Racists, while not self-aware in general, are generally conscious enough to know when they have been called an asshole and yet have no reasonable recourse to violence in the face of a normal and polite question.
"You want a piece of me?!" simply will not stand up in the face of this simple question. It is brilliant because it is non-violent, and also because it requires the person to offer some reasons in order to further the discussion. Finally, it make abundantly clear that the racist attitude is messed up, and if any other like-minded non-racists are around, might offer them a bit of courage to back you up on "purely intellectual" grounds.
- I fall back on a two stage response.
Stage one requires the blankest most uncomprehending stare you can manage. Practice in front of a mirror if you need to.
Now say "I'm sorry? I'm not sure I understood what you just said."
It's interesting how many people will back and fill to get away from the bigoted thing they just said if they suspect you won't join the amen choir.
In those cases they don't take the offered out and DO repeat it I just say "I don't care to listen to such language." Then walk away.
I have a firm rule that racist language is not ever used in my home, and I've actually asked offenders to leave. It's not open for debate.

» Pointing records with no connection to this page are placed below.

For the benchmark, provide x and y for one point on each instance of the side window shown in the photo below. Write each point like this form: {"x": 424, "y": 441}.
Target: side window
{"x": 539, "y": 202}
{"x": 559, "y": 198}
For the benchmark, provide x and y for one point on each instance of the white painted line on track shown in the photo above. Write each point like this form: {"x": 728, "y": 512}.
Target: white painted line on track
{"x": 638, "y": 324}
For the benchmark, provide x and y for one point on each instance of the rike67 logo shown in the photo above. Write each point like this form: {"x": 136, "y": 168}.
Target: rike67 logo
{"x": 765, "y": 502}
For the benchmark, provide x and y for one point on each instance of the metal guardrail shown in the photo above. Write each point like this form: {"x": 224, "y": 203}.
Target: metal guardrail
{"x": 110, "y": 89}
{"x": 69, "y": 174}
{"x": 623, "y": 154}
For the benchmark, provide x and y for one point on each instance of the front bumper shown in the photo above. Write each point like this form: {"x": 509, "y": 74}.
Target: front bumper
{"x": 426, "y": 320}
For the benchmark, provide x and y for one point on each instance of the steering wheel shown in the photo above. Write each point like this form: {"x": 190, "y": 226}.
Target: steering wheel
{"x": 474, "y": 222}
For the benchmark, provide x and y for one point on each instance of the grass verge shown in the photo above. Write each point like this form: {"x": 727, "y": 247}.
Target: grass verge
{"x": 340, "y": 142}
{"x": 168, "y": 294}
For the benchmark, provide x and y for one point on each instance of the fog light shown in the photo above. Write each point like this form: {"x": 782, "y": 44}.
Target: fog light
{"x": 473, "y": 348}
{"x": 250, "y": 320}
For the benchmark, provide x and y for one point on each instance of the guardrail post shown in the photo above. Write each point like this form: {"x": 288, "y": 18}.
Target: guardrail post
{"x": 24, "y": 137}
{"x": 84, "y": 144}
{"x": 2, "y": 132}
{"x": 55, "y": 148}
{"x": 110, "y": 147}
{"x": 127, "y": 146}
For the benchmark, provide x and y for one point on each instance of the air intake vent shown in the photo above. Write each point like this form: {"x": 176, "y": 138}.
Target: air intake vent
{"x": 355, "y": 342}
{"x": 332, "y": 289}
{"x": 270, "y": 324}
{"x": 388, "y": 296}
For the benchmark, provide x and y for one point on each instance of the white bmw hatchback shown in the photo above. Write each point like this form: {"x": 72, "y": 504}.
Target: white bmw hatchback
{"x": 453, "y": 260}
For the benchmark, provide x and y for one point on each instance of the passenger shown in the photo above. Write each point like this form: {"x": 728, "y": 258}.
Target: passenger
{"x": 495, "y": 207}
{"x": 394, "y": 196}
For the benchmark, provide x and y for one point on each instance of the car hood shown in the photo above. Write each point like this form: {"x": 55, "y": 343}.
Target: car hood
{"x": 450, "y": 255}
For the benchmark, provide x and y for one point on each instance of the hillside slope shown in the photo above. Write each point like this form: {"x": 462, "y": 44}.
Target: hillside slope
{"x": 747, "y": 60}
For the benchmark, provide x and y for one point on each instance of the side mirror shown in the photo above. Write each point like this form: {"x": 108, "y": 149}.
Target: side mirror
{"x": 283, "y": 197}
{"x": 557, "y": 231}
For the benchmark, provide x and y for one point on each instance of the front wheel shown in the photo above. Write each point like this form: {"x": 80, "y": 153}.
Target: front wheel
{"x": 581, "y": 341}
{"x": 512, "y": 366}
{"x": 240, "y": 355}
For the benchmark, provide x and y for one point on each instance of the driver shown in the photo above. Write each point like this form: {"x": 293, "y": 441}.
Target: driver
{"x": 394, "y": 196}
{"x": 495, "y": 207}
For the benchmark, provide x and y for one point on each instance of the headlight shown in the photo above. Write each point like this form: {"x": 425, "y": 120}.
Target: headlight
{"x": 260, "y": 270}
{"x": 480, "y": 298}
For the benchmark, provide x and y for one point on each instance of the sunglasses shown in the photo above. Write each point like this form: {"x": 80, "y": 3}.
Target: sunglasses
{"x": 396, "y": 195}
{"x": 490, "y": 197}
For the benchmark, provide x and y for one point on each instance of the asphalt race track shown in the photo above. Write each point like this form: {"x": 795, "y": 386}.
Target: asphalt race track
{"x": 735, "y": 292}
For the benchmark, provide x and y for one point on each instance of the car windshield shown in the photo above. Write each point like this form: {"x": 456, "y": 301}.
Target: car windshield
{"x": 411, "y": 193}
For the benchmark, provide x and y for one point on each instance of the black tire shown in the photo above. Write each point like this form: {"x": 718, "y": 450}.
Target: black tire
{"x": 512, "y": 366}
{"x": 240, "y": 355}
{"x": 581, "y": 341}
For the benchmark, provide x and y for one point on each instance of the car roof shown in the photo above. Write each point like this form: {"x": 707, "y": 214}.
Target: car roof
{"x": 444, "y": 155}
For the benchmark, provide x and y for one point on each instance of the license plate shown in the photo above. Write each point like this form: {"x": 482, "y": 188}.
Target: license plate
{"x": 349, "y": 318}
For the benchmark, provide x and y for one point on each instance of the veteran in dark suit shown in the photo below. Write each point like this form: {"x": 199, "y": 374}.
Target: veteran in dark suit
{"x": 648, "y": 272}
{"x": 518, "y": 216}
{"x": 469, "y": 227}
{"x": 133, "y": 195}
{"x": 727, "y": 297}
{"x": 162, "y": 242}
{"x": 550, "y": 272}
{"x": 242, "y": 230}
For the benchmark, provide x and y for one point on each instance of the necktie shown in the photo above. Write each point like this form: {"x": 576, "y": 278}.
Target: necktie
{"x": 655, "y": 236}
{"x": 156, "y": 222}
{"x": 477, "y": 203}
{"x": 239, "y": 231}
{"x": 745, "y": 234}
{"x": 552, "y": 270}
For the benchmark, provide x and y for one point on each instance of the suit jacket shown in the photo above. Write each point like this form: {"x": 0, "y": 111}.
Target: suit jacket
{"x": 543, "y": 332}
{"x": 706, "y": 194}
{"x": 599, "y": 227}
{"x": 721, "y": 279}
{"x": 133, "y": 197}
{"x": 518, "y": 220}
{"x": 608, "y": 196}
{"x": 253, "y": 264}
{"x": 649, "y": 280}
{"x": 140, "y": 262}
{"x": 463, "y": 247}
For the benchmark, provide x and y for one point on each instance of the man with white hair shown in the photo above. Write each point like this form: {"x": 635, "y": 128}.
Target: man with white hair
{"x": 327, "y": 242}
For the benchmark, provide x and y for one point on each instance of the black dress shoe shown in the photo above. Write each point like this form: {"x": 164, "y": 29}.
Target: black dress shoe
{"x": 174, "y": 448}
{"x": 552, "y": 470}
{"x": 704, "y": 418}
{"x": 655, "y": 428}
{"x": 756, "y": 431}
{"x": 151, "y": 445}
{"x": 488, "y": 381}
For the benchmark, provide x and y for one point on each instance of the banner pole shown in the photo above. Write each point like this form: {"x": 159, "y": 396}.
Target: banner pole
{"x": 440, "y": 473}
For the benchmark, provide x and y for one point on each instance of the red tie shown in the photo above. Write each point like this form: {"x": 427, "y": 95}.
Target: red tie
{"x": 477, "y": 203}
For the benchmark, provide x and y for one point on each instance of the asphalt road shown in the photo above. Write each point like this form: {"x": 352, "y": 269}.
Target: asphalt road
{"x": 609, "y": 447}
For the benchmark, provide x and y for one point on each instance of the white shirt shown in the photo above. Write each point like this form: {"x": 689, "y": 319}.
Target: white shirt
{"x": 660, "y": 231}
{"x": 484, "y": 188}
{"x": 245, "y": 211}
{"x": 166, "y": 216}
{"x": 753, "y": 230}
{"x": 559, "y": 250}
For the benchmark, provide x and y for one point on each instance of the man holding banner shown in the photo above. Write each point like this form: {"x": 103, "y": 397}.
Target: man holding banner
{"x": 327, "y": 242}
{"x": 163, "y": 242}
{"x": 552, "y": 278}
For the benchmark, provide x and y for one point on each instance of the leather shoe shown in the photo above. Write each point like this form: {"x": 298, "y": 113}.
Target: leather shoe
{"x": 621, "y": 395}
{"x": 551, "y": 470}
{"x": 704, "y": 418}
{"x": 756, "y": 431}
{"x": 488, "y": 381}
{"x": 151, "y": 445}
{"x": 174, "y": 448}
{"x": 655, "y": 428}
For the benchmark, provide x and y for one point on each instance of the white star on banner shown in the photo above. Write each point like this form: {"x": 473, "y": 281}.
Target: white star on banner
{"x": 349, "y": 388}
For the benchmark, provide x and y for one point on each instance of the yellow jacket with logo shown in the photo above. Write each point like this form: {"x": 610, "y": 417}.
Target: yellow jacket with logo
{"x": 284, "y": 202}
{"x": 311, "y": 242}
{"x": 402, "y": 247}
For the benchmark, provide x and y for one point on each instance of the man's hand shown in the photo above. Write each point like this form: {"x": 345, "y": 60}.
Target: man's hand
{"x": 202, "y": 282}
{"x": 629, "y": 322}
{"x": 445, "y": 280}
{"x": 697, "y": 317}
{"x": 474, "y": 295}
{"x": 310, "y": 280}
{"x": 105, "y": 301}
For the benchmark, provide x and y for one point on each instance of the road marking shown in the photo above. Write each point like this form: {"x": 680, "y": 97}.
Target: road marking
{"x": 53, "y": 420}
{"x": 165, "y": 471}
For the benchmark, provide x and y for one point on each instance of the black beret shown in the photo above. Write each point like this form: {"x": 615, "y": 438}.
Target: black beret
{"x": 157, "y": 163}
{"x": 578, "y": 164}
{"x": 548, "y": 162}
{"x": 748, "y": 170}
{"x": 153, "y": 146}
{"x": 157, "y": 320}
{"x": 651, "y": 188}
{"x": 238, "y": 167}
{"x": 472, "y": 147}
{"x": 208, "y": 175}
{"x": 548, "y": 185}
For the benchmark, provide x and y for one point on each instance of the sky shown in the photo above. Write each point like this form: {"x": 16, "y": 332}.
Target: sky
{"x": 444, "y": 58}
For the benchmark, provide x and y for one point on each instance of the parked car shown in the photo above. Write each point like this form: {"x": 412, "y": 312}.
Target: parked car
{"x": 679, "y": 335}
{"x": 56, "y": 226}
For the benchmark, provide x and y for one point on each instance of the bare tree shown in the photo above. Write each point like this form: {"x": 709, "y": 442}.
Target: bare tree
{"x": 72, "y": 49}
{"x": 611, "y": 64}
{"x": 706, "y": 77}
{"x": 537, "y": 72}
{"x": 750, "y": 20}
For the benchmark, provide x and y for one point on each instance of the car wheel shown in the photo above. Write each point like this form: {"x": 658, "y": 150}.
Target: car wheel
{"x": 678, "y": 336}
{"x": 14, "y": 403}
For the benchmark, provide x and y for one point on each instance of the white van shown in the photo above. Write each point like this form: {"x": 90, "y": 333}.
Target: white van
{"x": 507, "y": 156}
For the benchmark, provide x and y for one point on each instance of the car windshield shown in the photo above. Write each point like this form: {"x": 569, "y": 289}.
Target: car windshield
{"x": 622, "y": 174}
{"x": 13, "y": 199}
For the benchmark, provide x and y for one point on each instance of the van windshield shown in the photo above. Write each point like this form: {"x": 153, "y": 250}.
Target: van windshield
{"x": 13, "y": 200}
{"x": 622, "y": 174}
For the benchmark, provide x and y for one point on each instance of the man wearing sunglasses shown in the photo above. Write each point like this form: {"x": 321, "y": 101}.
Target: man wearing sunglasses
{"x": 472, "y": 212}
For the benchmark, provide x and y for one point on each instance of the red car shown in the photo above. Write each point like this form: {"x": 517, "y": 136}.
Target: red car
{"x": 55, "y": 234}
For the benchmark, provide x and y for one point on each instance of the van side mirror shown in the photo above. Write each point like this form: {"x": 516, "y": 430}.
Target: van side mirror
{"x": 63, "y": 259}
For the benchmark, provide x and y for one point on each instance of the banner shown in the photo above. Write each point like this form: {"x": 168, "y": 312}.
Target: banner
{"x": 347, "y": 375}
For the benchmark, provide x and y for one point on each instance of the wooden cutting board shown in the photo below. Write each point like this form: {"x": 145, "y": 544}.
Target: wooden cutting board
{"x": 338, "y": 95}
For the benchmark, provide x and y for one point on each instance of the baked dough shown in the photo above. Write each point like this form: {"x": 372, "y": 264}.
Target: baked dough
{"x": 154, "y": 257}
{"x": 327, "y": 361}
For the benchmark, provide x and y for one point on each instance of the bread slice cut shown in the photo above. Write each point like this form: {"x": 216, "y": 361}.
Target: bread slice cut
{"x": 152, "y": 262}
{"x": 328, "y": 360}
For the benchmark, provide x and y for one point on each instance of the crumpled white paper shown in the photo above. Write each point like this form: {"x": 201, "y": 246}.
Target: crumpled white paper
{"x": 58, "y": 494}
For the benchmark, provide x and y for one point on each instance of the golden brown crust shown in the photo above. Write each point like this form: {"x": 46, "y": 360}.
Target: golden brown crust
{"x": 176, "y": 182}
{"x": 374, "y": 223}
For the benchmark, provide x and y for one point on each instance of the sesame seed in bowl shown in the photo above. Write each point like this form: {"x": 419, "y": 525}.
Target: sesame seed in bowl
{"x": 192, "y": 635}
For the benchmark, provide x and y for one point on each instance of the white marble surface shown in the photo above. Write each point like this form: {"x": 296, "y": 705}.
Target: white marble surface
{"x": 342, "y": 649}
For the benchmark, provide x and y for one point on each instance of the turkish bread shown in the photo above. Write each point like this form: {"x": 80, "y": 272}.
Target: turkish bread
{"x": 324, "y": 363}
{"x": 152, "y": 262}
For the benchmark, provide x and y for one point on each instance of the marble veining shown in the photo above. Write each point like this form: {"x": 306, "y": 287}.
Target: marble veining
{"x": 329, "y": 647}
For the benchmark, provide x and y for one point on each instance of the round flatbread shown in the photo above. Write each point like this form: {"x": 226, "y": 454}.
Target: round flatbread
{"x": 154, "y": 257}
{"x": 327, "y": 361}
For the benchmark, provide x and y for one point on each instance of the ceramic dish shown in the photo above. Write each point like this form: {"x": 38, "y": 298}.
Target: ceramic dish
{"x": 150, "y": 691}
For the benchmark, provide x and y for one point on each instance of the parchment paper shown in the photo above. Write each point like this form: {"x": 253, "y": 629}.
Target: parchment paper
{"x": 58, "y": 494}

"We do not use that kind of language in this house. I'm going to have to ask you to leave now."
One night it was the husband of a very good friend. When he started to try to defend himself I said "I'm sorry, I'm really too upset to discuss this right now. I'm asking you to leave. We can discuss this another time."
He went storming into the next room and told his wife what had just happened. To her credit she promptly turned and asked another party guest if they would give her a lift home and handed her husband their car keys.
I have no idea what was said once she got home but he called and apologised profusely the next day.
I got one person to stop forwarding those 'the country's going to hell and it's all because of all the damn Mexicans' rants to an email list I'm on by mentioning that my grandchildren are half Mexican-American. And the Mexican American side of their family has been here for four generations.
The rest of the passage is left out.